Read our coverage as Belarusian strongman Alyaksandr Lukashenka continues his brutal crackdown on NGOs, activists, and independent media following the August 2020 presidential election.

“Any violation of the non-derogable prohibition of torture and ill-treatment must be prosecuted and punished," they said.

The experts also said that most people reported missing have been accounted for, but the whereabouts and the health situation of at least six individuals are said to be unknown to their relatives.

Lithuanian President Gitanas Nauseda on September 1 called on the UN Human Rights Council to immediately convene to discuss the situation in Belarus.
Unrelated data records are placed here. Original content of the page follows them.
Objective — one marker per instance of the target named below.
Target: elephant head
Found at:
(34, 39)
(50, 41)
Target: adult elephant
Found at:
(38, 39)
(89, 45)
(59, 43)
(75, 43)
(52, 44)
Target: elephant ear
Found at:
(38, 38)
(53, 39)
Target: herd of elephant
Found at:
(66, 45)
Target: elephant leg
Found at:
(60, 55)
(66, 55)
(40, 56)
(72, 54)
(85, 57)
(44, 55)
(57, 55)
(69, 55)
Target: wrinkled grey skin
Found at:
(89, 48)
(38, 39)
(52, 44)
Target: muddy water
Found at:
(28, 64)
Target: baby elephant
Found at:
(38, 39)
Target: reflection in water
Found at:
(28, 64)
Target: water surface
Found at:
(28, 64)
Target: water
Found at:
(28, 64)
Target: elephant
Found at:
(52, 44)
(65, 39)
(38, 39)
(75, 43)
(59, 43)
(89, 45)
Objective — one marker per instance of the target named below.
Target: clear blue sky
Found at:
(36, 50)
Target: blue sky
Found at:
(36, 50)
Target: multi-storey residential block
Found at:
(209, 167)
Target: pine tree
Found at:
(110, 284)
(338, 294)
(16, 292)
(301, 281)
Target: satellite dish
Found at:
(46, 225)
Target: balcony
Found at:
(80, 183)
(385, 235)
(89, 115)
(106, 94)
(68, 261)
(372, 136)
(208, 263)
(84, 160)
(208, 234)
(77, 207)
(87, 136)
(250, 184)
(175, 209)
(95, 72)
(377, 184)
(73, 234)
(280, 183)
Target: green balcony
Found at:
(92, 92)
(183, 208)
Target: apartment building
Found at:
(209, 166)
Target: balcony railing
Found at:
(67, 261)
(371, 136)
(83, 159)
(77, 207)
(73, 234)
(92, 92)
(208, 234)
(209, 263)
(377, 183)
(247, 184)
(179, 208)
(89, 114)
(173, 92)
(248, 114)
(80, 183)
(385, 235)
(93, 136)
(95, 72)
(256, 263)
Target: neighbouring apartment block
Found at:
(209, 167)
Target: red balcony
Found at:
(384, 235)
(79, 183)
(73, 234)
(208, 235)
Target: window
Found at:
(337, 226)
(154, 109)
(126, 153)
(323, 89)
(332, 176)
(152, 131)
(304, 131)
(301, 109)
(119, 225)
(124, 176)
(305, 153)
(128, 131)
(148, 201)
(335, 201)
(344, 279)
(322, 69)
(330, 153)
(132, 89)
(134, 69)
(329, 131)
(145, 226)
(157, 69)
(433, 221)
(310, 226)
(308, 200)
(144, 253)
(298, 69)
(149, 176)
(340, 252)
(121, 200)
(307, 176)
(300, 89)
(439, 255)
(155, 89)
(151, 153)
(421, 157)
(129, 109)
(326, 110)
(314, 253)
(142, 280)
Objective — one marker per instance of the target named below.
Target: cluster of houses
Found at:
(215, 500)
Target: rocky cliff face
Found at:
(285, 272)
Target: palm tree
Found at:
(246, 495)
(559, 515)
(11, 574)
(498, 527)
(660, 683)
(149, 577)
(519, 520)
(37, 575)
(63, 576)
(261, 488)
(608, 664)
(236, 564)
Separately, Lithuania along with Latvia and Estonia announced on August 31 that they had slapped travel sanctions on several top Belarusian officials, including Lukashenka.

The European Union has agreed to impose sanctions on up to 20 senior Belarusian officials suspected of involvement in election fraud and the brutal crackdown on protesters.

With the goodwill built up during a thaw in relations with the West quickly evaporating, Lukashenka, who has rejected the opposition’s demands, has turned an eye towards the Kremlin, a traditional ally despite recent strains sparked by Minsk's courting of others.

On September 1, Lukashenka said that he and Russian President Vladimir Putin will safeguard "our common homeland from Brest to Vladivostok" and that he was ready to reroute the country’s cargo from Baltic ports to Russian ports in response to the sanctions imposed by Lithuania, Latvia, and Estonia.

"They say, it would be more expensive for Belarus," BelTa news agency quoted Lukashenka as saying.

"Of course, it would be a little bit disadvantageous for us. But we can agree with the Russians on tariffs," he said

Addressing students at the Moscow State Institute of International Relations on September 1, Russian Foreign Minister Sergei Lavrov accused Western countries of "delivering verdicts" on the crisis in Belarus, which he said is “unacceptable in the modern world."

Moscow has consistently accused the West of interfering in the internal affairs of Belarus.